Tamarin is slower. The worst part has to be playing with strings. Ouch.

Tamarin Benchmarks - Now Featuring Type Annotations

Andreas pointed out that the for loop example might be a bit more interesting if we add type annotations to the source. So let's take another look at Tamarin with added type annotations. The new found source:

package{
var j:Number = 0;
for (var i:Number = 0; i < 100000000; i++) {
j++;
}
}
Here are the numbers:
Tamarin-Central Compiler
time ./shell -Dforcemir ~/Projects/tamarin-central/test/custom/forLoop.abc

real 0m0.452s
user 0m0.445s
sys 0m0.007s

Tamarin-Tracing Single Interpreter - Compiler on
time ./avmplus ~/Projects/tamarin-central/test/custom/forLoop.abc

real 0m5.006s
user 0m4.923s
sys 0m0.041s

Tamarin-Tracing Double Interpreter - Compiler on
time ./avmplus ~/Projects/tamarin-central/test/custom/forLoop.abc

real 0m6.529s
user 0m6.496s
sys 0m0.033s

SpiderMonkey 1.8 (Copied from previous post for convenience)
time ./js ~/Projects/tamarin-central/test/custom/forLoop.js

real 0m6.396s
user 0m6.385s
sys 0m0.011s

Even with type annotations, Tamarin squeaks by SpiderMonkey 1.8. Remember, the previous test was untyped code.
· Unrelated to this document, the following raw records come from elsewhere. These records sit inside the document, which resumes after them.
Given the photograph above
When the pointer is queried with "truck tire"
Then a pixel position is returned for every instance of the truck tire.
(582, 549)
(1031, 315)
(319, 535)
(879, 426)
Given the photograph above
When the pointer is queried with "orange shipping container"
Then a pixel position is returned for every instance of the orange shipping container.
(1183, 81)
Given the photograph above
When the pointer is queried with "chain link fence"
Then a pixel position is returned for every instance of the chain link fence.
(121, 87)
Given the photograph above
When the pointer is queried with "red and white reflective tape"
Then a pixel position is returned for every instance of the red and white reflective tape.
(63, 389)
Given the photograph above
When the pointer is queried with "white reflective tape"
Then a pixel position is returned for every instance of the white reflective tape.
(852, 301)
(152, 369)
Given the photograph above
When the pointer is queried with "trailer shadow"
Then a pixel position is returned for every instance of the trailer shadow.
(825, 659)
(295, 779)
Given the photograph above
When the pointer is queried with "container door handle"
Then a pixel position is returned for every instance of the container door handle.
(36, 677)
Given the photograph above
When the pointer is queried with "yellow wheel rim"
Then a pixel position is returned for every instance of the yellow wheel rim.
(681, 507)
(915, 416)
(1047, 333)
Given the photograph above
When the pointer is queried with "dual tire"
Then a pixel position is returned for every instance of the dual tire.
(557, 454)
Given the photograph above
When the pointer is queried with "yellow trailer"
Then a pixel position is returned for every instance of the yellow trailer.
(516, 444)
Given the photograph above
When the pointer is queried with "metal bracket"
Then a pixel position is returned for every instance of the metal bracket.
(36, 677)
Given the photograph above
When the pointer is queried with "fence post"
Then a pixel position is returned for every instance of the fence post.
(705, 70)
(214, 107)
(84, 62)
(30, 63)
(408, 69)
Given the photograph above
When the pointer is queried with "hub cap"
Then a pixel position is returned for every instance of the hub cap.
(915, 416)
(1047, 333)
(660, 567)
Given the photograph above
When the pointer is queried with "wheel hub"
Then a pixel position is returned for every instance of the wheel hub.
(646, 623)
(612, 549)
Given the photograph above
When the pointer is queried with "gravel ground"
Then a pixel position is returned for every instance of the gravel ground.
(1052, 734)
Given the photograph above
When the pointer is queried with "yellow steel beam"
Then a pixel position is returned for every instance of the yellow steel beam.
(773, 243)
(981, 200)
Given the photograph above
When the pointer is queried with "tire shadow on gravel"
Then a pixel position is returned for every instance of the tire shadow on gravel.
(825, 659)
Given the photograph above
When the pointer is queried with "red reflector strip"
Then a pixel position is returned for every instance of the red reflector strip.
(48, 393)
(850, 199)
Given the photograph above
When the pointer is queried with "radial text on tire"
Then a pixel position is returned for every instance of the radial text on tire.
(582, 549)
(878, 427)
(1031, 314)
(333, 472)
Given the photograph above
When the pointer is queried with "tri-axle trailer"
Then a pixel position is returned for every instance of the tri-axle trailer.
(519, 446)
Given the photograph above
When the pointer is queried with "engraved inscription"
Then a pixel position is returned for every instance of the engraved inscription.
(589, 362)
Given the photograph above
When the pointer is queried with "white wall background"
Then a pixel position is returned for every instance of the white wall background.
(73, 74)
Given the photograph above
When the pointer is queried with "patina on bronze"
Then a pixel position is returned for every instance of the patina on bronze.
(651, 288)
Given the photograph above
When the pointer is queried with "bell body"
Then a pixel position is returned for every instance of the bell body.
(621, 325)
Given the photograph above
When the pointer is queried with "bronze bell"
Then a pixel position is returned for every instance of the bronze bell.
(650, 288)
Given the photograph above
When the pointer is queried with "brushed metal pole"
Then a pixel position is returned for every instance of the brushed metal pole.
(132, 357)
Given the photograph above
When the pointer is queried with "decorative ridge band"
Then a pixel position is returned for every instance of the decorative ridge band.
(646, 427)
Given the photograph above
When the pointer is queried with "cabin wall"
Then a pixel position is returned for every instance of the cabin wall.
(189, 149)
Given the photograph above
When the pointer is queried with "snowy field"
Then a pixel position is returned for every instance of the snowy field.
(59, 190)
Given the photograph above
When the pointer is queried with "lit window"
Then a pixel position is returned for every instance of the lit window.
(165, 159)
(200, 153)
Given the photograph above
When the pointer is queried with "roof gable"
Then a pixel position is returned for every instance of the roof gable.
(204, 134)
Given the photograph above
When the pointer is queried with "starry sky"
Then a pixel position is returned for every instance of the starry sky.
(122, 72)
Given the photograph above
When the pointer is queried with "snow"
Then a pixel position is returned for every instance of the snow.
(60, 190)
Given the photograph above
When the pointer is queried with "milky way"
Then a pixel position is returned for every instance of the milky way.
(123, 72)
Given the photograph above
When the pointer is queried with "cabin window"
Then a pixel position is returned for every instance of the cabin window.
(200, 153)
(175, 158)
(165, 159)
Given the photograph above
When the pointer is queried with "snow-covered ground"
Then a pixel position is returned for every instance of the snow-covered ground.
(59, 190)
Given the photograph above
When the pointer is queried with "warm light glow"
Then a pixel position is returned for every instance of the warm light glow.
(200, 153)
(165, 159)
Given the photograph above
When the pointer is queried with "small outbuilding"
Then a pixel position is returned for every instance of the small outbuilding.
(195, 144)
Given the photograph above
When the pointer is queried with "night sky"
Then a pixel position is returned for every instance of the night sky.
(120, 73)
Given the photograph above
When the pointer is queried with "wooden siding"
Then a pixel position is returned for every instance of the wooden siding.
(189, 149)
Finally, what if we change the type from Number to integer. The new source code:

package{
var j:int = 0;
for (var i:int = 0; i < 100000000; i++) {
j++;
}
}
And the results:
Tamarin-Tracing Single Interpreter - Compiler on
time ./avmplus ~/Projects/tamarin-central/test/custom/forLoop.abc

real 0m2.384s
user 0m2.331s
sys 0m0.034s

Tamarin-Tracing Double Interpreter - Compiler on
time ./avmplus ~/Projects/tamarin-central/test/custom/forLoop.abc

real 0m1.301s
user 0m1.273s
sys 0m0.027s

Tamarin-Central - Compiler on
time ./shell -Dforcemir ~/Projects/tamarin-central/test/custom/forLoop.abc

real 0m0.373s
user 0m0.362s
sys 0m0.007s

The resulting speed boost from using an integer type is quite nice.

*Added the flag -Dforcemir to tamarin-central to force compilation. Thx for the tip Rick.